In particularly optimistic moments Piper imagined one day taking the helm, gathering investors, maybe Dumbass and his friends,
restoring the paper to its former glory. Or maybe she would just follow the pattern and get a dumbass of her own for security,
be his artistic wife, a trophy to hold up, breed with, and eventually cheat on. Conquering conformity by complying with it
completely. Piper was surprised at her lack of discomfort with the notion, until she thought of the look of smug affirmation
etched in the wrinkles that had grown to accentuate her mother's expressions. Piper knew just the face she would make, too,
the one that always formed when some event unfolded as she had contradicted it would, positive or negative. It was such a
jarring image, her mother sitting in the front pew at some Episcopalian church in her wedding lace, the hat and everything,
that face that said, "See, I told you, is it so bad really?" and Piper would realize that it was, but it would be too late
not to say "I do."
The image was so clear, so alarming, that Piper left the copy room with it floating behind her, and when she happened to notice
the cute guy who'd helped her move into her place months before she went right up to him and asked him over for dinner.

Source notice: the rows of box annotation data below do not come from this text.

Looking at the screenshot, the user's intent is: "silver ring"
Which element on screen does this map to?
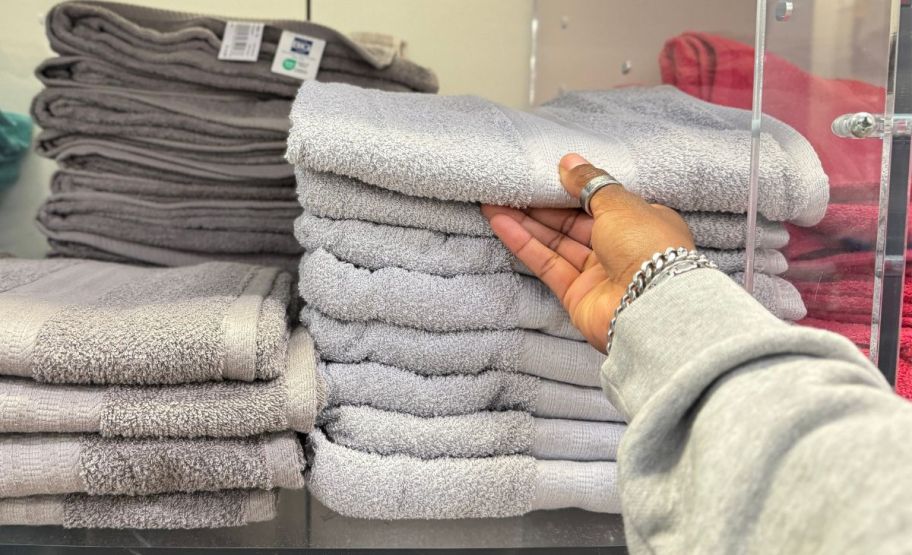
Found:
[580,174,623,216]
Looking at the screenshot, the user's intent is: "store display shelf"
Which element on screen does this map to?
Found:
[0,491,626,555]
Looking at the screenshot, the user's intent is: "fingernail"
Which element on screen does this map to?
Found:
[560,153,589,170]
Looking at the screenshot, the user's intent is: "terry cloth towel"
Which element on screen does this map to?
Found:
[51,170,295,202]
[46,2,437,98]
[287,82,828,225]
[320,406,626,461]
[307,430,621,520]
[36,54,416,94]
[295,166,789,249]
[0,432,305,498]
[0,259,291,384]
[0,328,326,438]
[32,87,291,147]
[660,33,886,202]
[38,239,301,273]
[318,362,623,422]
[301,307,605,387]
[298,250,582,339]
[38,193,303,262]
[0,490,278,529]
[294,211,788,277]
[298,250,805,330]
[47,138,294,182]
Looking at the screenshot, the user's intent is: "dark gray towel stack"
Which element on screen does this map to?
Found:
[32,2,437,271]
[0,258,325,528]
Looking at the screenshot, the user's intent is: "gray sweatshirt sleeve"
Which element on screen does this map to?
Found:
[602,270,912,553]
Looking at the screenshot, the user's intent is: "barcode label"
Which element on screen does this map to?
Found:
[219,21,263,62]
[272,30,326,81]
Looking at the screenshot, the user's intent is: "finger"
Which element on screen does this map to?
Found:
[490,214,579,307]
[560,154,647,218]
[487,206,592,272]
[524,208,593,245]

Her
boldness, which intoxicated her on the long ride to the ribbon cutting at the new CVS in BedStuy, started haunting her with
remembrances of sentences like "get to know you better," which seemed absurd without that guy before her, not quite looking
at her in the face like he was alternately threatened by and ignoring her, both of which made the attraction stronger. His
hands felt so thick with calluses that Piper was sure he could juggle live coals, the arms swollen and rounded from repeated
use, making her giggle aloud at the irrationality of her desire to be lifted by him. If they never kissed that would be fine,
but not if she never got to feel what it was like to be lifted from the earth in those hands, held in those arms from it.